The EUR/USD pair struggled to capitalize on its modest intraday gains and was last seen hovering around mid-1.1600s, nearly unchanged for the day.
The pair gained some positive traction on the first day of a new week, albeit struggled to capitalize on the move and remained well within a four-day-old trading range. The dominant risk-on mood in the markets weighed on the safe-haven US dollar and extended some support to the EUR/USD pair through the first half of the European session.
However, a combination of factors held bulls from placing aggressive bets and capped the upside just ahead of the 1.1665-70 resistance zone, or monthly tops touched last week. Elevated US Treasury bond yields acted as a tailwind for the greenback and turned out to be a key factor that kept a lid on any meaningful gains for the major.
In fact, the yield on the benchmark 10-year US government bond held steady near the 1.65% mark amid growing acceptance for an early policy tightening by the Fed. Apart from this, the disappointing release of the German IFO survey results failed to impress bullish traders or provide any meaningful impetus to the EUR/USD pair.

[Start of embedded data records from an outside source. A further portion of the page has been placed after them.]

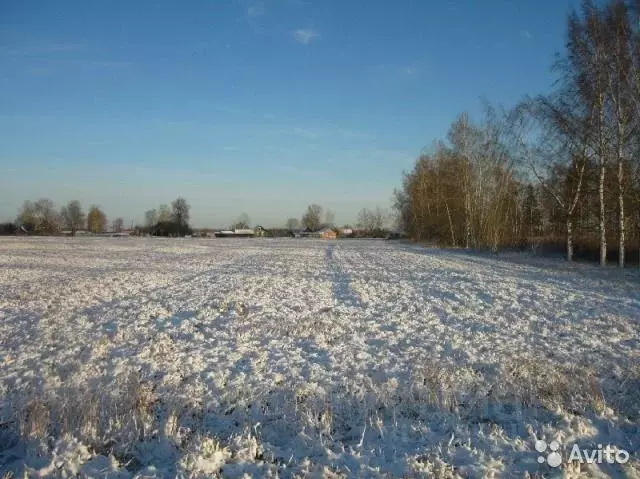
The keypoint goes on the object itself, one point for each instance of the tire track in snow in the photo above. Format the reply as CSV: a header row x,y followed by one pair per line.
x,y
341,281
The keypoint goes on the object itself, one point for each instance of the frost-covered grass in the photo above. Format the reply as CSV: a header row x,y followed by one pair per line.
x,y
296,358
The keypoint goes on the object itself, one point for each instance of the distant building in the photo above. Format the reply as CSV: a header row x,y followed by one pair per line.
x,y
328,233
236,233
325,233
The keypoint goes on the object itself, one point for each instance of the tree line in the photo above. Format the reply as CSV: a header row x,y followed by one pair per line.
x,y
42,217
558,169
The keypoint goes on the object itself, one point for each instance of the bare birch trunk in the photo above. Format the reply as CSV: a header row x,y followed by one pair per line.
x,y
603,232
621,219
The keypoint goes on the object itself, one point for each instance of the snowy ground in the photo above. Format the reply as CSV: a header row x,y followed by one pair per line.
x,y
296,358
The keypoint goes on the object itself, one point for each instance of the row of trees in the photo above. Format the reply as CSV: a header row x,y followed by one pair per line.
x,y
566,164
166,221
42,217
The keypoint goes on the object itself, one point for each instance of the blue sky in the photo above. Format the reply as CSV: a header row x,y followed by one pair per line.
x,y
249,106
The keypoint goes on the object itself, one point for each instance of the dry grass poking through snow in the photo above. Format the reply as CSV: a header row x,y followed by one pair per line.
x,y
177,358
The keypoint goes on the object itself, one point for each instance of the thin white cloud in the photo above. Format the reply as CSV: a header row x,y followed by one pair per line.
x,y
255,10
305,35
306,132
526,34
45,49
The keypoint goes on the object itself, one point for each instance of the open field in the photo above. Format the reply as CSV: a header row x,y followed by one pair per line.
x,y
197,358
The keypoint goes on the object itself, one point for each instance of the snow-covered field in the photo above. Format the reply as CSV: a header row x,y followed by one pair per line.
x,y
296,358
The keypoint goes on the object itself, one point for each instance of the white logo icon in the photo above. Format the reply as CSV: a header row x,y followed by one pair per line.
x,y
554,459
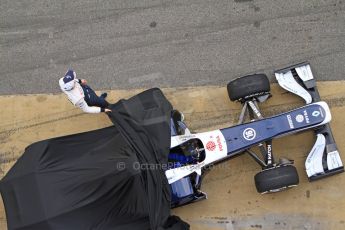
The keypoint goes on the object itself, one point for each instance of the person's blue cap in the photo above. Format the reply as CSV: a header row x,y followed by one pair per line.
x,y
69,76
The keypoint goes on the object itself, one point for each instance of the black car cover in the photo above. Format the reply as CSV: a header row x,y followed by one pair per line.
x,y
111,178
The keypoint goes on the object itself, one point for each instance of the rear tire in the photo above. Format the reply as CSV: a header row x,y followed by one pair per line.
x,y
248,86
276,179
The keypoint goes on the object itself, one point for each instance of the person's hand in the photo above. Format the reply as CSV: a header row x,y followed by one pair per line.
x,y
83,82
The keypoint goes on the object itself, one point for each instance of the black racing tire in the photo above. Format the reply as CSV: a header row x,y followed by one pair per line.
x,y
248,86
276,179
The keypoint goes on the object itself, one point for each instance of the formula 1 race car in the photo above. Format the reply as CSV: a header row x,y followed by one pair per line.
x,y
191,153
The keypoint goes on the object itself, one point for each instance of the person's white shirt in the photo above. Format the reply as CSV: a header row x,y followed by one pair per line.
x,y
75,94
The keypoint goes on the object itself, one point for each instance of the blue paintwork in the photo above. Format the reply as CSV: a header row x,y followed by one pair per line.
x,y
269,128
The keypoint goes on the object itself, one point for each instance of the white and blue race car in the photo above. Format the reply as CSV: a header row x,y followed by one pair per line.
x,y
192,153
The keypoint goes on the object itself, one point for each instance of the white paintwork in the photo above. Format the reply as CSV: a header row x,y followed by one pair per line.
x,y
313,164
288,82
328,115
304,72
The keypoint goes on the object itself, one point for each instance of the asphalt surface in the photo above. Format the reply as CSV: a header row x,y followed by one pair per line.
x,y
128,44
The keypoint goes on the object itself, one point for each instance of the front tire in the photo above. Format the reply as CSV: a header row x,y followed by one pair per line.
x,y
276,179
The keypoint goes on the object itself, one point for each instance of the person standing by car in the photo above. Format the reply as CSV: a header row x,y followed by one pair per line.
x,y
81,95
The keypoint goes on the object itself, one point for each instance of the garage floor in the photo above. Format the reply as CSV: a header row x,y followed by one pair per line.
x,y
233,202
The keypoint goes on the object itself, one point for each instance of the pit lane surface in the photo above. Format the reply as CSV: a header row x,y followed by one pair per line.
x,y
233,202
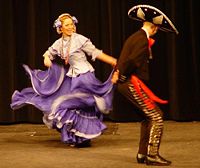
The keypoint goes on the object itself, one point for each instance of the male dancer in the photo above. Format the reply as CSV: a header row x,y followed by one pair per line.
x,y
132,70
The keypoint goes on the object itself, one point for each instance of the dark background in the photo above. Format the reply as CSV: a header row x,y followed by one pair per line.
x,y
26,32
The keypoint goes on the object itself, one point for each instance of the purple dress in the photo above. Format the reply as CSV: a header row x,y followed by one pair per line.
x,y
73,101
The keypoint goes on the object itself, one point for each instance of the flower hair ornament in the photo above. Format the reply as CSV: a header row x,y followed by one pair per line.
x,y
58,23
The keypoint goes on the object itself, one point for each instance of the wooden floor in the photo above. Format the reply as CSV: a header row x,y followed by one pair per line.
x,y
36,146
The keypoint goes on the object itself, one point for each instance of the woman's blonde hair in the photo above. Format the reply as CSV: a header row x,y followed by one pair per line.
x,y
59,22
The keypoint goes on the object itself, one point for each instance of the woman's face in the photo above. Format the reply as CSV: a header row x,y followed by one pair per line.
x,y
68,27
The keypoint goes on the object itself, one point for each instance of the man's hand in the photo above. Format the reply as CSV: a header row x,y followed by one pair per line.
x,y
115,77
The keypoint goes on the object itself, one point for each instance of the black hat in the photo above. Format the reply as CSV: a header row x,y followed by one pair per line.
x,y
153,15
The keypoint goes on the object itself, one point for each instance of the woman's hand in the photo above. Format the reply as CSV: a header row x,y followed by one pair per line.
x,y
115,77
47,61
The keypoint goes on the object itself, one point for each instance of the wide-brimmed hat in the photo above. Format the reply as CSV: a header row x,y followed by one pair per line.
x,y
153,15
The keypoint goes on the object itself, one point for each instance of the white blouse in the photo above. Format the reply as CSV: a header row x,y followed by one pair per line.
x,y
79,47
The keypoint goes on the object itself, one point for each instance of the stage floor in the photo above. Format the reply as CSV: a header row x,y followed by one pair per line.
x,y
36,146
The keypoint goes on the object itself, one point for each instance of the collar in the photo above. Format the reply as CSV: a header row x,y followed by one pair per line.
x,y
145,32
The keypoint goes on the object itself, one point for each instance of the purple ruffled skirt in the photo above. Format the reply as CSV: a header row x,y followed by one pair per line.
x,y
74,106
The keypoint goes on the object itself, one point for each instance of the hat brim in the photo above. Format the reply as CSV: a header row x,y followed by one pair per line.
x,y
153,15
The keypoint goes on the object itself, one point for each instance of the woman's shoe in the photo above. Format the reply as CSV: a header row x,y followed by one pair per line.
x,y
141,158
84,144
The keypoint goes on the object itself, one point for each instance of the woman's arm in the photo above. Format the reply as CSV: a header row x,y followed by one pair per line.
x,y
107,59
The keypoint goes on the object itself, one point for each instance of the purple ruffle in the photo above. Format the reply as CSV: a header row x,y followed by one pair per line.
x,y
74,106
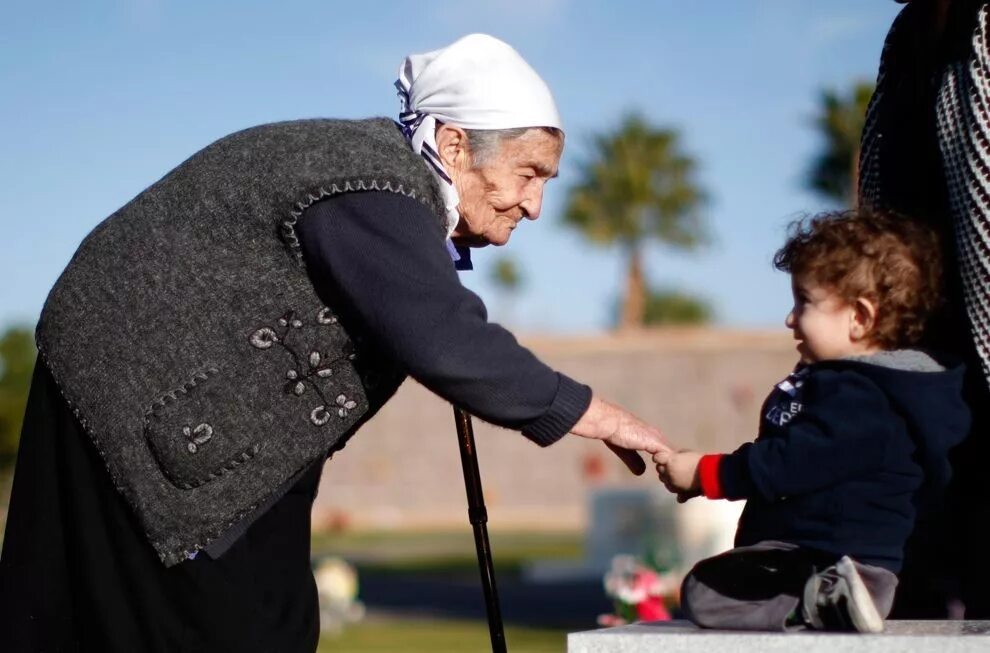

The headline German IFO Business Climate Index dropped to 97.7 in October as against consensus estimates for a fall to 97.9 from 98.9 recorded in the previous month. Additional details revealed that the Current Economic Assessment edged lower to 100.1 from 100.4, while the IFO Expectations Index fell to 95.4 from 97.4 in September.
Moving ahead, there isn't any major market-moving economic data due for release from the US. Hence, the US bond yields, along with the broader market risk sentiment will influence the USD price dynamics and provide some impetus to the EUR/USD pair. That said, the momentum is likely to be limited ahead of the European Central Bank meeting on Thursday.